| name | shared-config-rollout |
| description | Roll out releases of shared personal packages, config packages, lint/style configs, Raycast clients, Codex skills/config, or other reusable tooling to downstream local repositories. Use when Codex releases or updates a shared package and should find dependents, bump dependency versions, run lint/checks, apply required style or API fallout fixes, commit, and push the downstream updates. |
Shared Config Rollout
Keep shared tooling generic at the source, then update its dependents explicitly. Do not put downstream repo names, environment-specific setup, or local rollout policy into the shared package's README, config, AGENTS.md, or lint guidance unless that package actually owns those details.
Workflow
-
Verify the source update is real.
- Confirm the release, tag, registry version, or local package artifact that dependents should consume.
- Classify the release impact before touching dependents. Roll out downstream dependency bumps for exported config, runtime, API, or generated-output behavior changes. Do not churn dependents for docs-only, README-only, release-metadata, or source-repo check-tooling changes unless the user explicitly asks.
- If the source package is dotty-managed config or generated Codex output, update tracked sources first and run
dotty update before rolling it out.
-
Discover downstream dependents.
- Start with local checkouts and narrow package identifiers:
rg '<package-or-config-name>' ~/src -g 'package.json' -g 'bun.lock' -g 'pnpm-lock.yaml' -g 'yarn.lock' -g 'package-lock.json' -g '*.config.*'
- Include user-specified roots before broadening the search.
- Prefer local checkouts over remote code search. Use authenticated GitHub search only when local repos are missing or stale.
-
Update each dependent repo separately.
- Read its
AGENTS.md or local contributor instructions first.
- Check
git status --short --branch; do not mix unrelated dirty work into the rollout.
- Use the repo's package manager to bump the dependency and lockfile.
- For local pre-release JS/TS config probes, put any temporary config inside the dependent repo so module resolution matches the consumer, ignore the probe file itself, and remove it immediately after the check.
- Run the smallest relevant verification first, usually lint, then the repo's full check if the dependency changes behavior.
- Fix only fallout caused by the new shared package version. Let strict configs improve code, but keep edits scoped.
-
Commit and push according to each dependent repo's workflow.
- Use conventional commits.
- For dotty-managed repos, run
dotty update after tracked config or skill changes and finish with commit and push to main.
- For laptop dotfiles repos, use
gpush instead of raw git push.
- If a dependent repo requires PRs or branch workflows, follow its local instructions instead of pushing directly.
-
Report the rollout state.
- List the source version released or consumed.

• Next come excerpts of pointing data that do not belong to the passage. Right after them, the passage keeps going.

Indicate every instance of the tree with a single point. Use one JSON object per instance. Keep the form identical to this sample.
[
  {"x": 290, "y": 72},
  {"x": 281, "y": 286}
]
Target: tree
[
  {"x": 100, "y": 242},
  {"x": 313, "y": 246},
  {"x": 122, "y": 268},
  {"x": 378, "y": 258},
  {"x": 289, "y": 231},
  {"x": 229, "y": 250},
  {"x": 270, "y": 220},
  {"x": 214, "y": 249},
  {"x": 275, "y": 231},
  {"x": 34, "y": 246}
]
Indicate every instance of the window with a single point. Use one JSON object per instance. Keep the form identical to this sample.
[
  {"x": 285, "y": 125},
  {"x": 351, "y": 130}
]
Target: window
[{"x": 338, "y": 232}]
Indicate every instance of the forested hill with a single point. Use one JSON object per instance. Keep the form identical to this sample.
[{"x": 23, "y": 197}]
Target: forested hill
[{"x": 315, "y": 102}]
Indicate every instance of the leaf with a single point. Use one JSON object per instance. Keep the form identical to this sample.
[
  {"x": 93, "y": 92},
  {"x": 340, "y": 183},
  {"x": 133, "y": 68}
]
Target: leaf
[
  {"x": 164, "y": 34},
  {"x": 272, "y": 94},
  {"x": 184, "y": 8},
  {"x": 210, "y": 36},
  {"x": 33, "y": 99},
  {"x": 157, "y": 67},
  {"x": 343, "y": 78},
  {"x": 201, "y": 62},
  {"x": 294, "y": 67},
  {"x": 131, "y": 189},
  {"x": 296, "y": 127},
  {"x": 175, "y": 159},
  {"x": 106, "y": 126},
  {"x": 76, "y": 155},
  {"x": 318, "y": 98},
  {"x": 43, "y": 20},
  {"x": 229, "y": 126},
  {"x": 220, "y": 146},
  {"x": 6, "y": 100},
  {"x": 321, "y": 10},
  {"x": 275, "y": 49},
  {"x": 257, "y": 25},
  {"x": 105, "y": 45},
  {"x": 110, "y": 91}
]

- List each dependent updated, verification run, commit pushed, and any repo skipped. If the release was not rolled out because it did not affect consumers, say that explicitly.
- If auth, CI, or package registry setup blocks rollout, state the exact blocker and the next action needed from the user.
Boundaries
- Keep shared package docs and config work-agnostic unless the package itself is intentionally specific to one environment.
- Keep personal rollout knowledge in personal dotfiles skills or scripts, not in downstream package guidance.
- Keep environment-specific rollout knowledge in the later config layer that owns it.
- Do not create permanent repo manifests unless the user asks; a local discovery pass is enough for normal rollouts.